Anyone has anyother clue or hint to solve the problem ?


Answer



For the last part: taking everything modulo $5$ and noting that bases are $\equiv 2$ modulo $5$ while we only have to consider the exponents modulo $4$ because of Fermat's little theorem, so we get remainders mod 5 of $2^1 = 2$, and $2^{3} \equiv 3$ for the other ones (as all exponents are 11 mod 100, so 3 mod 4), so $10 \times 3$ for the last terms and so 32 in total which is still $2$ modulo $5$ and not $0$ so the sum is not divisible by $5$.

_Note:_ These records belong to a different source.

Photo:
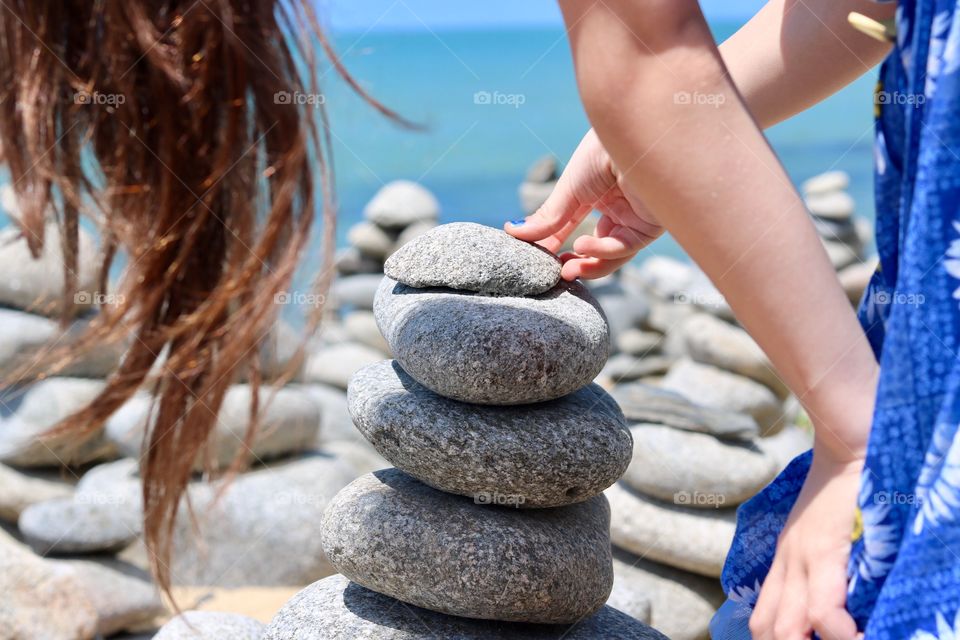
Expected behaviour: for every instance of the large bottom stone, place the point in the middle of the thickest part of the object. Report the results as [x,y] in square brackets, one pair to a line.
[397,536]
[543,455]
[336,608]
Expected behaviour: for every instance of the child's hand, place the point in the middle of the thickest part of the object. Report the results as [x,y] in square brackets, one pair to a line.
[806,589]
[590,182]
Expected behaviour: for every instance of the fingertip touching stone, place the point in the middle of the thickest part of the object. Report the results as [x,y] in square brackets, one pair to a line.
[474,257]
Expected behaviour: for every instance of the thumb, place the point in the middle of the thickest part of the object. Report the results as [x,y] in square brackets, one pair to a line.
[561,212]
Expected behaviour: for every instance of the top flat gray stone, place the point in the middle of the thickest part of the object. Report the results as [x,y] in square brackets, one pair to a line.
[473,257]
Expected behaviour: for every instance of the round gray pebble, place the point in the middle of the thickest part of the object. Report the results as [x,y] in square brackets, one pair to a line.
[335,608]
[544,455]
[397,536]
[473,257]
[495,350]
[211,625]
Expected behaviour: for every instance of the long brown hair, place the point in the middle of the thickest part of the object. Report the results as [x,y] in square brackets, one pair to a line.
[189,131]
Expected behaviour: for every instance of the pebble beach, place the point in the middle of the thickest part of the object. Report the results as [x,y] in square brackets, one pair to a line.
[508,455]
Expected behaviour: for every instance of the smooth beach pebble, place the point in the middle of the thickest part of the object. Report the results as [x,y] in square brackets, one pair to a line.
[681,603]
[495,350]
[712,341]
[40,598]
[401,203]
[69,525]
[123,595]
[472,257]
[646,403]
[721,389]
[336,608]
[826,183]
[288,423]
[835,206]
[211,625]
[673,533]
[19,490]
[37,284]
[395,535]
[371,240]
[668,461]
[23,435]
[546,455]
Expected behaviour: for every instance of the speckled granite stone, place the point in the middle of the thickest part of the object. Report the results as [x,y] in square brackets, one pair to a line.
[495,350]
[397,536]
[473,257]
[544,455]
[335,608]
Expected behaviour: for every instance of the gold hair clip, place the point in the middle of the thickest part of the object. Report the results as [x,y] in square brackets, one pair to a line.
[885,31]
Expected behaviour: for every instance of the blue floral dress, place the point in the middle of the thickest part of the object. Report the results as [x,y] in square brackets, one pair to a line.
[904,570]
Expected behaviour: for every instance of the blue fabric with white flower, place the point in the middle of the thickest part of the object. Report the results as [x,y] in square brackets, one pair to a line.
[904,570]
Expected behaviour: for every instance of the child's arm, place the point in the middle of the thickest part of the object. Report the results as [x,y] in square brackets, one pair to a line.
[661,102]
[795,53]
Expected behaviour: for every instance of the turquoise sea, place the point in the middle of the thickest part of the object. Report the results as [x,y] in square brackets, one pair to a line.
[473,156]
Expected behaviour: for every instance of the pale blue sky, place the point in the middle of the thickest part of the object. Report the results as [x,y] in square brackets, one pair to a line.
[354,15]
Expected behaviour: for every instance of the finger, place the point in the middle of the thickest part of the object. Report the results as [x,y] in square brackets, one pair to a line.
[560,207]
[765,611]
[557,240]
[828,598]
[792,622]
[589,268]
[619,242]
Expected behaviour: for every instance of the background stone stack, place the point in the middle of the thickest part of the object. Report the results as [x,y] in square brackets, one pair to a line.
[70,506]
[846,237]
[493,515]
[692,385]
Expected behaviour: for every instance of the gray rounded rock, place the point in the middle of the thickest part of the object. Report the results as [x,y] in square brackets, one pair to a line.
[211,625]
[681,603]
[401,203]
[675,534]
[473,257]
[667,462]
[645,403]
[335,608]
[490,350]
[397,536]
[546,455]
[719,389]
[68,525]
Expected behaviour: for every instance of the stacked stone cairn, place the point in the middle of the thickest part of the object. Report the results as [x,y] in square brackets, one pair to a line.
[492,523]
[845,237]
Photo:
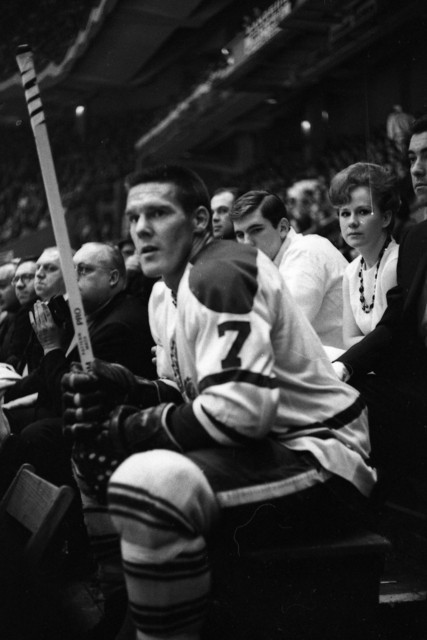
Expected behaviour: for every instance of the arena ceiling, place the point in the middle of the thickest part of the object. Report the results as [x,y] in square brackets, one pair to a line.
[147,56]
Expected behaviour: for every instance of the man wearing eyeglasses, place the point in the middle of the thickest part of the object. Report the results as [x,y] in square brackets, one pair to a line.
[23,282]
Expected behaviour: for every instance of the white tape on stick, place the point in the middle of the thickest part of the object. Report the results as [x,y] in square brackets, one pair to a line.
[25,62]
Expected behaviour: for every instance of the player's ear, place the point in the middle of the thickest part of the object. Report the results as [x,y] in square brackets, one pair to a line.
[201,220]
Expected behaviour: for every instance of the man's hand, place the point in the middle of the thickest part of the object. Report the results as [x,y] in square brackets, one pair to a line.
[341,370]
[43,324]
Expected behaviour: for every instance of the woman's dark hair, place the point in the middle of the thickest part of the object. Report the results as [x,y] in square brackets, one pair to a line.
[381,183]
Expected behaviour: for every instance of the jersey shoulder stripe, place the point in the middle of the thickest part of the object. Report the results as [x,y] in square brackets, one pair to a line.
[346,416]
[224,277]
[230,433]
[238,375]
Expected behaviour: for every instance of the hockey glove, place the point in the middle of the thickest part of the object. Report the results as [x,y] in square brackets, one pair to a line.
[126,431]
[89,397]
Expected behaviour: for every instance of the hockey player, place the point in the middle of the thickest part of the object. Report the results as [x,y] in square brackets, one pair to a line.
[249,410]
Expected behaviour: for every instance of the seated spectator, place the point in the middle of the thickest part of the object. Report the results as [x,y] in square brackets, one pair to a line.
[9,306]
[119,332]
[396,349]
[221,205]
[367,200]
[23,282]
[252,413]
[310,265]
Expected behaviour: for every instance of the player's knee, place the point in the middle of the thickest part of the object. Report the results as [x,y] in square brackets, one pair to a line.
[164,477]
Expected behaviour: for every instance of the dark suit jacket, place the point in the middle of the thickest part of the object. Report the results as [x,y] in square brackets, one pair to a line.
[119,332]
[394,349]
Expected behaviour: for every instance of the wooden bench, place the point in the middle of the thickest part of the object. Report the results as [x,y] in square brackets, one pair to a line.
[325,587]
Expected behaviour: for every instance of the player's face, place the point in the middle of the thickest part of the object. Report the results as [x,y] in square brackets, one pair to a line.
[221,205]
[417,154]
[361,221]
[48,281]
[24,282]
[7,290]
[257,231]
[162,232]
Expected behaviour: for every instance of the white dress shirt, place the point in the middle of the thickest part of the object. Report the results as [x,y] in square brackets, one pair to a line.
[313,270]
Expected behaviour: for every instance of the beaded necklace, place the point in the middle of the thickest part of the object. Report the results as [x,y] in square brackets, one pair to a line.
[367,308]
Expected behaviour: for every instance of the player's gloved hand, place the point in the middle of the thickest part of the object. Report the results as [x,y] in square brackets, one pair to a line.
[128,430]
[131,430]
[88,398]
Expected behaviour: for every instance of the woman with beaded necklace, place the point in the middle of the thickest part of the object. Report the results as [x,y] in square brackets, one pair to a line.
[367,199]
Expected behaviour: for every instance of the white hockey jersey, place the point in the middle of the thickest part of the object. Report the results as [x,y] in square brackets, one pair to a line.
[249,364]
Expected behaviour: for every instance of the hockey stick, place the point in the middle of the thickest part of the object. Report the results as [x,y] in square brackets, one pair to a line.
[24,58]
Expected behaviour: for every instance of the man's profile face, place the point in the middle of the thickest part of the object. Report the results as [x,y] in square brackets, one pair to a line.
[257,231]
[417,154]
[161,230]
[221,205]
[48,281]
[95,276]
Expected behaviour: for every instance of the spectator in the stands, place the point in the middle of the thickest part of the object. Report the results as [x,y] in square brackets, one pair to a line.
[48,282]
[399,126]
[127,248]
[310,265]
[396,349]
[221,204]
[9,306]
[367,200]
[23,282]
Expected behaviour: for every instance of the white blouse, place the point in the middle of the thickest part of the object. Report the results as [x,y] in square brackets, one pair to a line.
[357,323]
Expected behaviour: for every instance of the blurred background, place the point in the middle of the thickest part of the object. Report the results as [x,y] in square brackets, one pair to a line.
[257,94]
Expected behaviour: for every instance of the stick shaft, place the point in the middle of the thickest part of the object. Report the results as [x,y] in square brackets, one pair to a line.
[35,108]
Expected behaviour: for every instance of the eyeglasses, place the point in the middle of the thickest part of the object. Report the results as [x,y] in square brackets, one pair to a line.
[47,268]
[85,269]
[25,278]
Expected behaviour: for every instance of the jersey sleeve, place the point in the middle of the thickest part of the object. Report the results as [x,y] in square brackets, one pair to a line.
[162,318]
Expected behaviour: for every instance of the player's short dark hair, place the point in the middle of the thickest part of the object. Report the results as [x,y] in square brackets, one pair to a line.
[191,191]
[235,191]
[419,125]
[270,205]
[382,184]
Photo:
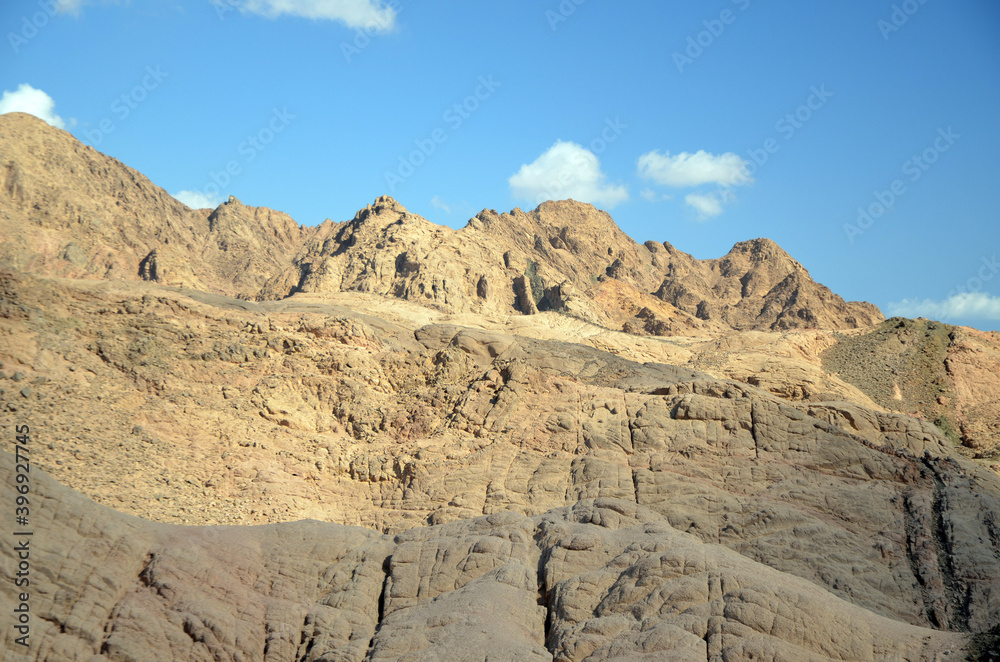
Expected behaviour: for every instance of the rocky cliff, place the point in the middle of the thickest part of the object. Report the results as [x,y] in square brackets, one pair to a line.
[531,438]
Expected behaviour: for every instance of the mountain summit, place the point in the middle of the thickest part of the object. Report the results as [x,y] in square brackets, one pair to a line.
[71,211]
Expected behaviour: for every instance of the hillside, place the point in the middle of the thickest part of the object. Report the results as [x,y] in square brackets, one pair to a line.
[528,438]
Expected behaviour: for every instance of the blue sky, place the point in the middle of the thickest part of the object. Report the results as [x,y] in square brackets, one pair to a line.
[861,135]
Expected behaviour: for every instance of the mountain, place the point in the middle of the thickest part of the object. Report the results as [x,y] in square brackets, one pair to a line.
[529,438]
[74,212]
[71,211]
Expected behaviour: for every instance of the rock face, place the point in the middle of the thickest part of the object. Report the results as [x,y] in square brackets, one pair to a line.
[604,579]
[567,257]
[449,451]
[68,210]
[943,373]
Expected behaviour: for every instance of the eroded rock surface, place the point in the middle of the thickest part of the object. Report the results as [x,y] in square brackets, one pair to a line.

For the first part look at modulo $7$ values. The bases are (mod 7):



$$2,1,5,3,4,0,2,1,5,3,4$$



while the exponents (mod 6, because of little Fermat) are:



$$1,5,3,1,5,3,1,5,3,1,5$$



so consider $$2^1+ 1^5 + 5^3 + 3^1+4^5+ 0^1+2^5+1^3+5^1+4^5 \pmod{7}$$




which equals $0$. So the number is divisible by $7$.